Connecting dermoscopy to histopathology of succulent bumps in skin of color
How to cite this article: Bhangdiya DS, Sharma R, Dhurat RS. Connecting dermoscopy to histopathology of succulent bumps in skin of color. CosmoDerma 2023;3:66.
A 38-year male presented with multiple red and raised lesions over forehead and right side of nose for 3 months. These lesions were associated with mild itching with no history of pain or burning sensation. He denied any history of topical or systemic treatment for the same. On examination, multiple erythematous to brown plaques measuring smallest being 1 cm × 0.5 cm and largest being 2 cm × 1 cm were seen over both sided of forehead and right side of nose with prominent follicular openings giving rise to peau d’orange appearance [Figure 1].
Dermoscopic examination revealed dotted and linear vessels, prominent follicular openings, whitish grey translucent areas, shiny white streaks, rosettes, and focal brown areas [Figure 2].
Histopathological examination showed atrophic epidermis with narrow grenz zone and granuloma consisting of lymphocytes, plasma cells, neutrophils, and mast cells admixed with eosinophils. Perivascular lymphocytic infiltrate with nuclear dust was evident with no involvement of adnexal tissue [Figure 3a and b].
What is the diagnosis?
Answer - Granuloma faciale
Granuloma faciale is a benign chronic inflammatory disorder with unknown pathogenesis. It is usually seen in middle aged men. It presents as solitary asymptomatic red brown plaque with peau d’orange appearance on face with predilection for forehead, cheek and preauricular area. Less often multiple lesions can be seen as seen in our case. Histopathology reveals perivascular and interstitial infiltrates of neutrophils, lymphocytes, mast cells, and plasma cells admixed with eosinophils in the dermis with evident Grenz zone.[2,3] It shows leukocytoclastic vasculitis and fibrosis.

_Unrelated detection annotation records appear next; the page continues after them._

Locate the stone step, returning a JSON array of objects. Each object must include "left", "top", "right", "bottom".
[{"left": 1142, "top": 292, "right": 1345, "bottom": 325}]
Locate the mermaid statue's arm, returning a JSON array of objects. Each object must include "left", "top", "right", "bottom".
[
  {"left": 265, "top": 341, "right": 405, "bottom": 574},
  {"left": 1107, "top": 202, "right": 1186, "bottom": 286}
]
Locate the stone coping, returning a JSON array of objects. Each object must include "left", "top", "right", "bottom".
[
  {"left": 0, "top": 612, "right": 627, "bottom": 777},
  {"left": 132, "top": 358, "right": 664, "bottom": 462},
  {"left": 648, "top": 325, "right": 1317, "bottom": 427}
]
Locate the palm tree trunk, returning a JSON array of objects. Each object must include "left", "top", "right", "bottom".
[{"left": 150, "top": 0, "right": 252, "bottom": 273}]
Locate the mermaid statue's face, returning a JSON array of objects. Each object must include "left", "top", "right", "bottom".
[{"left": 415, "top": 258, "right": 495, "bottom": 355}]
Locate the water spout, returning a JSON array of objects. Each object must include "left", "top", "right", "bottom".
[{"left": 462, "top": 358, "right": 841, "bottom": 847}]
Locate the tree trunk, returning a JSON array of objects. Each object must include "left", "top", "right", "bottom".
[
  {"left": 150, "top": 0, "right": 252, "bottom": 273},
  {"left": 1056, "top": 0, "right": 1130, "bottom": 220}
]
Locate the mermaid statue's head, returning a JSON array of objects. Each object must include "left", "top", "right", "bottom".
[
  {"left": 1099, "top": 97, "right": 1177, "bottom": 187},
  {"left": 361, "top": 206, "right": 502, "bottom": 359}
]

Dermoscopy shows whitish grey areas, prominent linear, and dotted vessels, shiny white streaks and focal brown areas. Whitish-grey areas on dermoscopy correspond to granuloma in the dermis, these granulomas push the dermal vessels up leading to prominence of linear vessels, shiny white streaks correspond to fibrosis in deep dermis and focal brown areas to hemosiderin deposition.[4-7] Rosettes could be due to ongoing inflammation as seen in our case in the lesional tissue.
Differential diagnosis includes sarcoidosis, angiolymphoid hyperplasia and eosinophilia, pseudolymphoma, persistent arthropod bite reaction, tumid lupus erythematosus, leprosy, and granulomatous rosacea. These all conditions are differentiated with the help of histopathology.
As granuloma faciale has facial lesions, treatment is always desired. Intralesional triamcinolone suspension at 2.5–5 mg/ dL as first line therapeutic option. Other options are topical or oral dapsone (50–150 mg daily) and oral clofazimine 300 mg daily. For multiple lesions, hydroxychloroquine can be given.
Surgical excision, cryosurgery, dermabrasion, electrosurgery, and carbon dioxide or pulsed dye laser have been advised.